Agora me diz, se você passa-se um ano ajudando o Edson, visse ele dar a volta por cima e depois colocar tudo a perder, voltando a beber o você faria?

Acho que a resposta, vem com outra pergunta: “O que Jesus faria?”

É muito fácil julgar e olhar somente para o nosso esforço, mas Edson tinha a grande dor rejeição da família, além de ser alcoolatra, só quem tem essa doença sabe o quanto é difícil…

Não foi fácil ver o Edson, no seu quartinho alugado, todo sujo, desarrumado, quase se parecendo com o Edson que conheci na rua… parecia que eu estava fazendo a coisa “errada” em ir atrás dele para estender a mão (denovo) ao invés de “lavar as mãos”, conversei muito com ele que ouvia tudo em silêncio, mas ao final, emocionado ele disse: “Igor… eu vou falar só uma coisa para você… Que Deus te abençõe!”

No outro dia, todos no trabalho sabiam que ele havia parado no hospital, levou uma suspensão de 3 dias, mas graças a Deus que tocou o coração de várias pessoas, ele não foi mandado embora e segue agora, mais firme do nunca.

Edson voltou a ir à igreja, deixou sua casa mais arrumada do que nunca, e aprendeu de uma vez por todas, que não pode se deixar abater pela dor, seja qual for, pois assim, ele tira o foco da felicidade e coloca na tristeza, que só o leva para baixo.

Agora, Edson só segue para frente e para cima.

Agradeço à Priscila que salvou seu emprego, ao Thiago e a Luciane do Alegria de Rua que sempre estiveram ao lado do Edson junto comigo.
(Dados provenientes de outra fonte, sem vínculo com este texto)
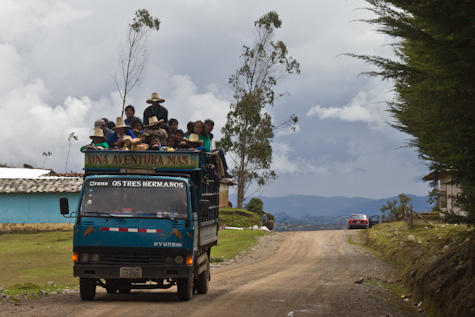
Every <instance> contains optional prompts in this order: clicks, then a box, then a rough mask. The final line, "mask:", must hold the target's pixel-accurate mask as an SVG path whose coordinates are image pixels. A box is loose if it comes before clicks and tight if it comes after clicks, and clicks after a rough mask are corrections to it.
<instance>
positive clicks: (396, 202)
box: [381, 194, 412, 221]
mask: <svg viewBox="0 0 475 317" xmlns="http://www.w3.org/2000/svg"><path fill="white" fill-rule="evenodd" d="M411 200H412V199H411V198H409V197H408V196H406V195H404V194H399V205H398V201H397V200H396V199H395V200H393V201H389V200H388V201H387V205H383V207H381V212H382V213H383V215H382V217H381V219H382V221H398V220H402V219H404V218H406V216H407V214H408V211H409V208H412V205H411V206H409V205H408V203H409V202H410V201H411Z"/></svg>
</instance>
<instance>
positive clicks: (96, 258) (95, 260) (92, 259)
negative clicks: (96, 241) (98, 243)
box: [90, 253, 99, 263]
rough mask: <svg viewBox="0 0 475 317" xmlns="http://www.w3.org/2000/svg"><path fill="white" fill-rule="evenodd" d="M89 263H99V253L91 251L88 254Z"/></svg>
mask: <svg viewBox="0 0 475 317" xmlns="http://www.w3.org/2000/svg"><path fill="white" fill-rule="evenodd" d="M90 261H91V263H99V254H97V253H93V254H91V256H90Z"/></svg>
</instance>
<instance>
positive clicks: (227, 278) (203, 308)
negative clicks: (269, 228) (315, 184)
mask: <svg viewBox="0 0 475 317" xmlns="http://www.w3.org/2000/svg"><path fill="white" fill-rule="evenodd" d="M348 236H352V237H353V239H356V238H355V236H356V231H347V230H340V231H313V232H288V233H279V232H275V233H273V234H272V235H270V236H268V237H265V238H263V240H262V241H260V244H259V245H258V246H257V247H254V248H252V249H251V250H249V251H247V252H246V253H245V254H243V255H241V256H240V257H239V258H238V259H237V260H236V261H231V263H227V264H224V265H220V266H217V267H213V268H212V270H211V282H210V290H209V292H208V294H206V295H194V296H193V298H192V300H191V301H189V302H178V301H177V296H176V288H175V287H173V288H171V289H169V290H160V291H153V292H147V291H135V292H134V291H132V293H131V294H127V295H125V294H115V295H109V294H107V293H105V291H104V290H102V289H99V288H98V294H97V295H96V299H95V300H94V301H93V302H82V301H81V300H80V298H79V294H78V293H77V291H76V292H71V293H66V294H57V295H51V296H45V297H43V298H40V299H28V300H22V301H20V302H19V303H16V304H15V303H12V302H3V303H1V304H0V315H5V316H12V315H17V316H20V315H22V316H35V317H39V316H188V317H192V316H259V317H264V316H417V315H419V316H420V314H418V313H417V312H416V310H415V308H414V306H413V305H411V304H408V303H404V302H403V301H402V300H401V299H398V298H391V296H390V294H389V293H388V292H387V291H386V290H384V289H383V288H382V287H380V286H379V285H380V283H381V282H382V281H385V282H389V283H391V278H392V277H391V276H392V273H393V271H392V269H391V268H390V267H388V266H387V265H386V264H385V263H383V262H381V261H379V260H378V259H376V258H375V257H373V256H372V255H371V254H369V253H368V252H367V251H364V250H363V249H361V248H360V247H358V246H356V245H353V244H350V243H348ZM362 277H363V278H364V281H363V282H362V283H355V281H357V280H359V279H360V278H362Z"/></svg>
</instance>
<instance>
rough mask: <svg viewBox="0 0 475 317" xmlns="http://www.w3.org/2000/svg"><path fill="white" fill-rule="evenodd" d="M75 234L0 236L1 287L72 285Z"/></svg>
mask: <svg viewBox="0 0 475 317" xmlns="http://www.w3.org/2000/svg"><path fill="white" fill-rule="evenodd" d="M72 236H73V234H72V231H51V232H22V233H8V234H1V235H0V267H1V268H2V270H0V284H2V285H4V286H8V285H13V284H19V285H22V284H25V283H32V284H36V285H39V286H45V285H46V284H47V283H48V282H53V283H54V284H56V285H58V284H61V285H72V284H74V283H76V279H75V278H74V277H73V276H72V263H73V262H72V259H71V256H72V250H73V246H72Z"/></svg>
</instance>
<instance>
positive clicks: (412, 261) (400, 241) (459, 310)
mask: <svg viewBox="0 0 475 317" xmlns="http://www.w3.org/2000/svg"><path fill="white" fill-rule="evenodd" d="M361 237H362V240H363V243H364V245H365V246H366V247H368V248H369V249H370V250H374V251H376V252H377V254H378V255H379V256H380V257H381V258H382V259H383V260H385V261H386V262H389V263H391V264H393V265H394V266H395V267H396V268H397V269H398V271H399V272H400V276H399V277H397V278H398V279H401V280H402V281H403V282H404V285H405V286H406V287H407V288H408V289H409V290H410V291H411V292H412V296H413V299H414V300H415V301H416V302H419V301H422V302H423V307H424V309H425V310H426V311H427V312H428V313H429V315H435V316H437V315H444V316H446V315H447V316H448V315H452V316H468V315H471V309H473V303H475V293H474V292H473V289H475V278H474V274H473V267H475V249H474V246H475V230H474V229H473V228H472V229H471V228H468V227H467V226H466V225H453V224H434V226H433V227H431V226H429V225H428V224H427V223H425V222H422V221H420V220H417V221H414V229H412V230H410V229H409V228H408V226H407V224H406V223H404V222H391V223H382V224H379V225H376V226H374V227H373V228H371V229H369V230H364V231H362V232H361Z"/></svg>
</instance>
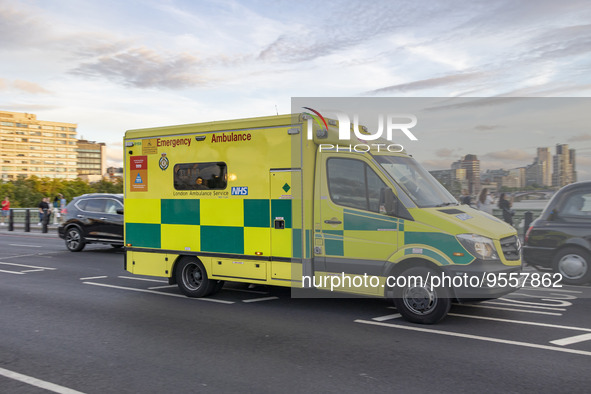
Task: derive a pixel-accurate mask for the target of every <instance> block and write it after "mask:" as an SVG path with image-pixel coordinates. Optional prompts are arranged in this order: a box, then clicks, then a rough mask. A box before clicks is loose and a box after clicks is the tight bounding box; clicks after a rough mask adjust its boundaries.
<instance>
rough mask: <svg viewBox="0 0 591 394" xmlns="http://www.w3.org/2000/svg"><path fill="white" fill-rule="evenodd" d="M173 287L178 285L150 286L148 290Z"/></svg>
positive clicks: (164, 288)
mask: <svg viewBox="0 0 591 394" xmlns="http://www.w3.org/2000/svg"><path fill="white" fill-rule="evenodd" d="M171 287H177V285H166V286H156V287H148V290H156V289H169V288H171Z"/></svg>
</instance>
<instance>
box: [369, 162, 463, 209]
mask: <svg viewBox="0 0 591 394" xmlns="http://www.w3.org/2000/svg"><path fill="white" fill-rule="evenodd" d="M373 157H374V159H375V160H376V161H377V162H378V163H379V164H380V165H381V166H382V167H383V168H384V169H385V170H386V172H387V173H388V174H390V176H391V177H392V178H393V179H394V180H395V181H396V183H398V185H400V187H401V188H402V189H404V191H405V192H406V193H407V194H408V196H409V197H410V198H411V199H412V200H413V201H414V203H415V204H417V206H418V207H419V208H428V207H444V206H448V205H458V201H457V200H456V199H455V198H454V197H453V196H452V195H451V194H450V193H449V192H448V191H447V190H446V189H445V188H444V187H443V186H442V185H441V183H439V181H437V179H435V178H433V176H432V175H431V174H429V172H427V170H425V169H424V168H423V167H421V166H420V165H419V163H417V162H416V160H415V159H413V158H412V157H402V156H382V155H374V156H373Z"/></svg>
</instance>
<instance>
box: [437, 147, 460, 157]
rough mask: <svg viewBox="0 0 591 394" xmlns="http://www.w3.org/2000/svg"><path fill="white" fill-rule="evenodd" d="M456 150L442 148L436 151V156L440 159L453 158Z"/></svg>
mask: <svg viewBox="0 0 591 394" xmlns="http://www.w3.org/2000/svg"><path fill="white" fill-rule="evenodd" d="M455 150H456V149H448V148H441V149H438V150H436V151H435V156H438V157H452V156H455V154H454V151H455Z"/></svg>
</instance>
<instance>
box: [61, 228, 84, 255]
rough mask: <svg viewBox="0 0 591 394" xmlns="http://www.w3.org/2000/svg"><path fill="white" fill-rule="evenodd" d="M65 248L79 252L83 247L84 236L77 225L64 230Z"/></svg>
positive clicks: (71, 250) (69, 249)
mask: <svg viewBox="0 0 591 394" xmlns="http://www.w3.org/2000/svg"><path fill="white" fill-rule="evenodd" d="M65 240H66V248H68V250H69V251H71V252H80V251H81V250H82V249H84V245H85V242H84V238H83V237H82V233H81V232H80V230H79V229H78V228H77V227H70V228H68V229H67V230H66V238H65Z"/></svg>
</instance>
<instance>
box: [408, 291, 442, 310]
mask: <svg viewBox="0 0 591 394" xmlns="http://www.w3.org/2000/svg"><path fill="white" fill-rule="evenodd" d="M402 298H403V300H404V305H405V306H406V307H407V308H408V309H410V310H411V311H412V312H413V313H416V314H419V315H425V314H427V313H429V312H431V311H433V309H435V307H436V306H437V295H436V294H435V293H434V292H432V291H430V290H429V289H428V288H426V287H410V288H406V289H405V290H404V294H403V295H402Z"/></svg>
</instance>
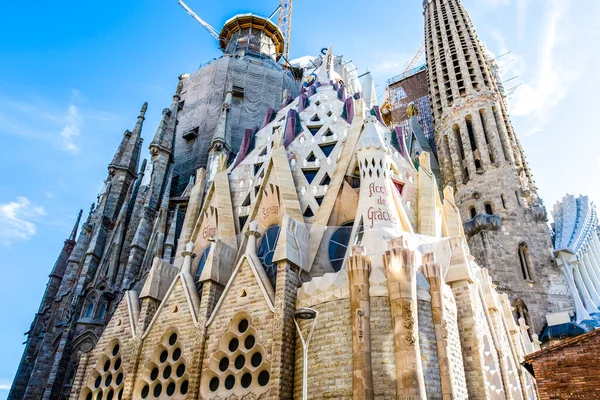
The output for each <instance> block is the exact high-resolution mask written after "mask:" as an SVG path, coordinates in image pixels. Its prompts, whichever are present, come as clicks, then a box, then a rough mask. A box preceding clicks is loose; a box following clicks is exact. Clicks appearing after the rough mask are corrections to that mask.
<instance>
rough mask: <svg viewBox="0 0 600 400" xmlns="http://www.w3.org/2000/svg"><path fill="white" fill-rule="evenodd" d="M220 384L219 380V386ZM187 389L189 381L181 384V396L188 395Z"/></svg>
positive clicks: (217, 379)
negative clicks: (181, 394)
mask: <svg viewBox="0 0 600 400" xmlns="http://www.w3.org/2000/svg"><path fill="white" fill-rule="evenodd" d="M218 383H219V380H218V379H217V384H218ZM187 389H188V381H183V383H182V384H181V389H179V391H180V392H181V394H186V393H187Z"/></svg>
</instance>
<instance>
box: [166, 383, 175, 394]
mask: <svg viewBox="0 0 600 400" xmlns="http://www.w3.org/2000/svg"><path fill="white" fill-rule="evenodd" d="M173 393H175V382H171V383H169V386H167V395H168V396H172V395H173Z"/></svg>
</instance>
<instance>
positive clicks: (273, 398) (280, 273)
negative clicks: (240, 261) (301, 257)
mask: <svg viewBox="0 0 600 400" xmlns="http://www.w3.org/2000/svg"><path fill="white" fill-rule="evenodd" d="M300 284H301V282H300V278H299V276H298V267H297V266H295V265H293V264H291V263H290V262H288V261H287V260H282V261H278V262H277V282H276V285H275V318H274V324H273V356H272V360H273V361H272V364H271V387H272V388H273V389H272V390H271V391H270V392H269V397H268V398H270V399H291V398H292V397H293V394H294V365H295V360H296V356H295V354H296V328H295V326H294V312H295V311H296V293H297V290H298V287H299V286H300Z"/></svg>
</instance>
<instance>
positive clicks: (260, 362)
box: [250, 353, 262, 368]
mask: <svg viewBox="0 0 600 400" xmlns="http://www.w3.org/2000/svg"><path fill="white" fill-rule="evenodd" d="M261 362H262V354H260V353H254V354H253V355H252V359H250V363H251V364H252V366H253V367H254V368H256V367H258V366H259V365H260V363H261Z"/></svg>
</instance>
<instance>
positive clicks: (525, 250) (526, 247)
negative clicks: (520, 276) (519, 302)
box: [519, 242, 533, 282]
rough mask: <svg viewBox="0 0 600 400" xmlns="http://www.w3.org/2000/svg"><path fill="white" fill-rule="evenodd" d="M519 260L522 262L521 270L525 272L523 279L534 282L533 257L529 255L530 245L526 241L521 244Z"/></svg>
mask: <svg viewBox="0 0 600 400" xmlns="http://www.w3.org/2000/svg"><path fill="white" fill-rule="evenodd" d="M519 261H520V262H521V271H522V272H523V279H525V280H526V281H530V282H533V276H532V274H531V259H530V257H529V247H528V246H527V243H525V242H521V244H519Z"/></svg>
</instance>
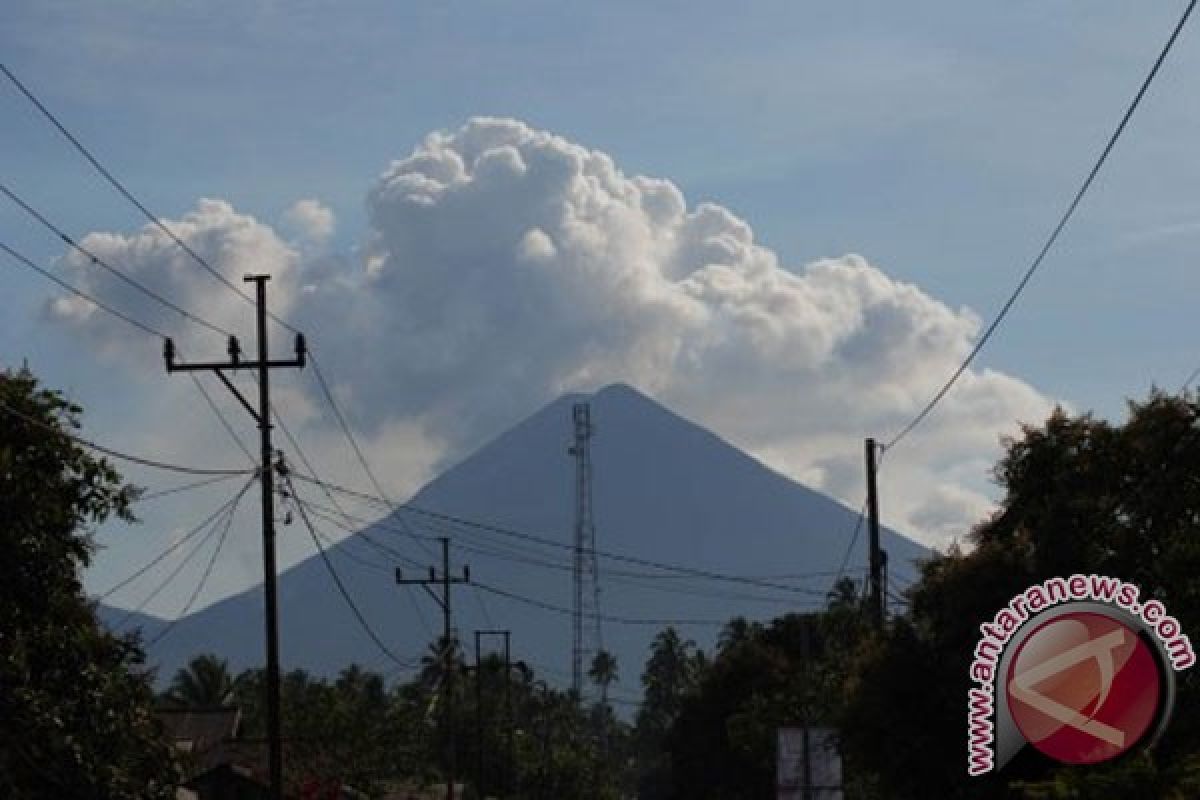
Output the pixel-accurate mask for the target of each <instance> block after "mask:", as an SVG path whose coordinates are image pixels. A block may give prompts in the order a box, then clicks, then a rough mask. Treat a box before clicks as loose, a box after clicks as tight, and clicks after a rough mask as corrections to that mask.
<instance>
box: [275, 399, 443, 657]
mask: <svg viewBox="0 0 1200 800" xmlns="http://www.w3.org/2000/svg"><path fill="white" fill-rule="evenodd" d="M276 420H277V421H280V422H281V427H282V420H281V419H280V417H278V413H276ZM283 432H284V434H286V437H287V439H288V441H290V443H292V445H293V446H294V447H296V453H298V455H299V456H300V459H301V461H302V462H304V464H305V467H306V468H307V469H310V470H312V463H311V462H310V461H308V458H307V457H306V456H305V455H304V451H302V450H300V449H299V444H298V443H296V440H295V438H293V437H292V434H290V433H289V432H288V429H287V428H286V427H283ZM325 495H326V497H328V498H329V499H330V500H331V501H332V503H334V506H335V507H336V509H337V513H340V515H341V516H342V517H343V518H344V519H346V521H350V519H353V517H352V515H349V513H348V512H347V511H346V510H344V509H343V507H342V506H341V504H338V503H337V500H336V499H335V498H334V494H332V493H331V492H329V489H325ZM293 499H294V500H295V501H296V503H304V504H306V505H307V506H308V507H310V511H312V510H313V506H316V507H318V509H319V507H320V506H317V504H314V503H311V501H305V500H302V499H301V498H300V497H299V495H293ZM320 516H322V517H323V518H324V519H325V522H329V523H331V524H334V525H336V527H338V528H341V529H342V530H347V531H349V533H356V534H359V535H360V536H361V537H362V541H364V542H366V543H367V545H370V546H371V547H372V548H374V549H376V551H379V552H382V553H384V554H385V555H388V557H390V558H394V559H398V560H400V561H401V563H403V564H407V565H409V566H416V567H420V566H421V565H420V563H418V561H416V560H414V559H410V558H408V557H407V555H404V554H403V553H401V552H400V551H395V549H392V548H390V547H388V546H386V545H383V543H382V542H377V541H376V540H374V539H373V537H371V536H370V535H367V533H366V531H365V530H354V529H353V528H352V527H350V525H348V524H346V523H343V522H337V521H336V519H334V518H332V517H331V516H324V515H320ZM326 541H329V540H326ZM346 554H347V555H348V557H349V555H350V554H349V552H348V551H347V552H346ZM352 560H355V561H359V563H360V564H364V565H367V566H372V567H376V569H384V571H388V572H390V571H391V570H390V569H385V567H379V566H378V565H376V564H371V563H367V561H362V560H361V559H359V558H358V557H352ZM404 589H406V591H404V596H406V597H407V599H408V602H409V604H410V606H412V607H413V612H414V613H415V614H416V619H418V621H420V624H421V627H422V628H424V630H425V633H426V634H427V636H428V637H430V638H433V627H432V626H431V625H430V621H428V619H426V616H425V612H424V610H422V609H421V604H420V603H418V602H416V597H415V596H414V595H413V588H412V587H408V585H406V587H404Z"/></svg>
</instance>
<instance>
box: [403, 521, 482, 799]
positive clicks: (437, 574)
mask: <svg viewBox="0 0 1200 800" xmlns="http://www.w3.org/2000/svg"><path fill="white" fill-rule="evenodd" d="M439 540H440V542H442V575H440V576H439V575H438V572H437V570H436V569H434V567H432V566H431V567H430V577H428V578H406V577H404V576H403V573H402V572H401V570H400V567H396V583H397V584H400V585H418V587H421V588H422V589H425V591H427V593H428V594H430V596H431V597H433V602H436V603H437V604H438V606H439V607H440V608H442V648H440V650H442V656H443V658H444V660H445V663H444V666H443V673H442V729H443V730H444V732H445V734H446V742H448V745H446V800H454V783H455V732H454V709H452V703H454V679H455V664H454V645H455V639H454V628H452V627H451V625H450V587H451V585H452V584H456V583H470V567H467V566H464V567H463V569H462V577H461V578H460V577H451V576H450V540H449V539H448V537H446V536H440V537H439ZM432 585H440V587H442V596H438V594H437V593H436V591H433V589H431V588H430V587H432Z"/></svg>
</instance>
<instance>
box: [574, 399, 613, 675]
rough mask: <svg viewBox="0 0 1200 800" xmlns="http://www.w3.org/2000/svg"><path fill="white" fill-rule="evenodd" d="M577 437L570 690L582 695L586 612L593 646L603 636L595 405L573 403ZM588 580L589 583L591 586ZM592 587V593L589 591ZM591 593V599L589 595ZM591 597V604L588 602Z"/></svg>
mask: <svg viewBox="0 0 1200 800" xmlns="http://www.w3.org/2000/svg"><path fill="white" fill-rule="evenodd" d="M571 420H572V421H574V423H575V441H574V444H572V445H571V446H570V447H569V449H568V451H566V452H568V453H570V455H571V456H574V457H575V565H574V570H572V572H574V578H575V587H574V588H575V607H574V608H572V612H574V613H572V631H571V633H572V639H571V690H572V691H574V692H575V696H576V697H577V698H582V697H583V669H584V666H583V657H584V654H586V652H588V651H589V649H588V648H587V645H586V644H584V640H583V616H584V614H587V613H588V612H590V614H592V616H593V624H594V628H593V632H592V633H593V642H592V644H593V648H595V649H601V648H604V643H602V642H601V638H600V578H599V573H598V570H596V554H595V546H596V543H595V524H594V523H593V521H592V444H590V443H592V433H593V427H592V407H590V404H588V403H575V405H572V407H571ZM587 584H590V587H588V585H587ZM587 589H590V593H588V591H587ZM589 594H590V599H588V595H589ZM589 601H590V608H588V607H587V603H588V602H589Z"/></svg>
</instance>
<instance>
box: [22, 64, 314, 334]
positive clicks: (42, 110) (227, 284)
mask: <svg viewBox="0 0 1200 800" xmlns="http://www.w3.org/2000/svg"><path fill="white" fill-rule="evenodd" d="M0 72H4V74H5V77H7V78H8V80H11V82H12V84H13V85H14V86H16V88H17V89H18V90H19V91H20V94H23V95H24V96H25V98H26V100H29V102H30V103H32V104H34V107H35V108H37V110H38V112H41V113H42V115H43V116H44V118H46V119H47V120H49V122H50V124H52V125H53V126H54V127H55V128H58V131H59V133H61V134H62V136H64V138H66V140H67V142H70V143H71V144H72V145H73V146H74V149H76V150H77V151H79V155H82V156H83V157H84V158H85V160H86V161H88V163H90V164H91V166H92V167H94V168H95V169H96V172H97V173H100V174H101V175H102V176H103V178H104V180H107V181H108V184H109V185H110V186H112V187H113V188H115V190H116V191H118V192H119V193H120V194H121V196H122V197H124V198H125V199H126V200H128V201H130V203H131V204H132V205H133V206H134V207H137V210H138V211H140V212H142V215H143V216H144V217H145V218H146V219H149V221H150V223H151V224H152V225H154V227H156V228H157V229H158V230H161V231H162V233H163V234H166V235H167V236H168V237H169V239H170V240H172V241H173V242H175V245H178V246H179V248H180V249H182V251H184V252H185V253H187V255H188V257H190V258H191V259H192V260H193V261H196V263H197V264H199V265H200V266H202V267H203V269H204V270H205V271H208V272H209V273H210V275H211V276H212V277H215V278H216V279H217V281H220V282H221V283H223V284H224V285H226V287H227V288H228V289H229V290H230V291H233V293H234V294H236V295H238V296H239V297H241V299H242V300H245V301H246V302H247V303H250V305H252V306H253V305H254V300H253V299H252V297H251V296H250V295H247V294H246V293H245V291H242V290H241V289H239V288H238V287H236V285H235V284H234V283H233V282H232V281H229V278H227V277H226V276H224V275H222V273H221V271H220V270H217V269H216V267H215V266H212V265H211V264H209V261H206V260H205V259H204V258H203V257H202V255H199V254H198V253H197V252H196V251H194V249H192V248H191V247H190V246H188V245H187V242H185V241H184V240H182V239H180V237H179V236H178V235H176V234H175V231H173V230H172V229H170V228H168V227H167V224H166V223H164V222H163V221H162V219H161V218H160V217H158V216H156V215H155V213H152V212H151V211H150V209H148V207H146V206H145V205H144V204H143V203H142V201H140V200H138V198H137V197H134V196H133V193H132V192H131V191H130V190H127V188H126V187H125V185H124V184H121V181H119V180H118V179H116V178H115V176H114V175H113V173H110V172H109V170H108V169H107V168H106V167H104V166H103V164H102V163H100V161H98V160H97V158H96V157H95V156H94V155H92V154H91V152H90V151H89V150H88V148H85V146H84V145H83V143H82V142H80V140H79V139H78V138H76V136H74V134H73V133H71V131H68V130H67V128H66V126H65V125H62V122H60V121H59V119H58V118H56V116H55V115H54V114H53V113H52V112H50V110H49V109H48V108H47V107H46V106H44V104H43V103H42V101H40V100H38V98H37V96H36V95H34V92H32V91H30V89H29V88H26V86H25V84H23V83H22V82H20V80H19V79H18V78H17V76H14V74H13V73H12V71H10V70H8V67H7V66H5V65H4V64H0ZM266 313H268V314H269V315H270V317H271V319H274V320H275V321H276V323H278V324H280V325H282V326H283V327H286V329H287V330H289V331H290V332H293V333H299V331H298V330H296V329H294V327H292V326H290V325H288V324H287V323H286V321H284V320H282V319H280V318H278V317H276V315H275V314H272V313H271V312H270V311H268V312H266Z"/></svg>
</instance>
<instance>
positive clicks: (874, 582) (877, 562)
mask: <svg viewBox="0 0 1200 800" xmlns="http://www.w3.org/2000/svg"><path fill="white" fill-rule="evenodd" d="M877 452H878V445H877V444H876V443H875V439H868V440H866V519H868V533H869V534H870V548H871V549H870V567H871V590H870V594H869V600H868V602H869V606H870V608H869V613H870V615H871V624H872V625H874V626H875V627H876V628H882V627H883V593H884V587H883V569H884V567H883V565H884V560H886V558H887V557H886V554H884V553H883V551H882V549H880V501H878V497H877V494H876V488H875V471H876V462H875V456H876V453H877Z"/></svg>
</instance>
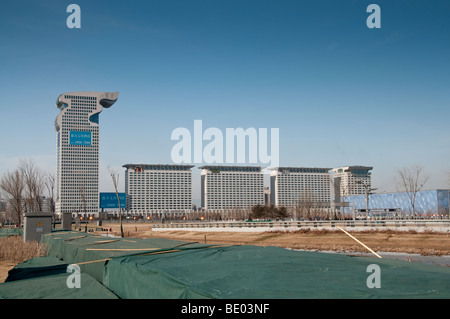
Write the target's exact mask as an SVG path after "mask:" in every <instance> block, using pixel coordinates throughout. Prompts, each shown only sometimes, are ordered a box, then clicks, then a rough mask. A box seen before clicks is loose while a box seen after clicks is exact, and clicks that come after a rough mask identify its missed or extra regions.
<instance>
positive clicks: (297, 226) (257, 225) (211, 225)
mask: <svg viewBox="0 0 450 319" xmlns="http://www.w3.org/2000/svg"><path fill="white" fill-rule="evenodd" d="M336 226H341V227H450V220H448V219H447V220H410V219H406V220H351V221H349V220H331V221H330V220H317V221H303V220H302V221H256V222H240V221H224V222H223V221H222V222H211V221H203V222H176V223H164V224H155V225H153V226H152V228H262V227H265V228H318V227H331V228H334V227H336Z"/></svg>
Bom, é sexta-feira, dia de atuação lá em Santo Amaro, vou ligar para o Edson e chamá-lo para viver mais um dia como voluntário.

É impossível conter a emoção, quando vejo o Edson, numa situação tão triste, vislumbrando uma luz no fim do túnel, e me desejando o bem… quero estender essa benção a todos os voluntários do Alegria de Rua.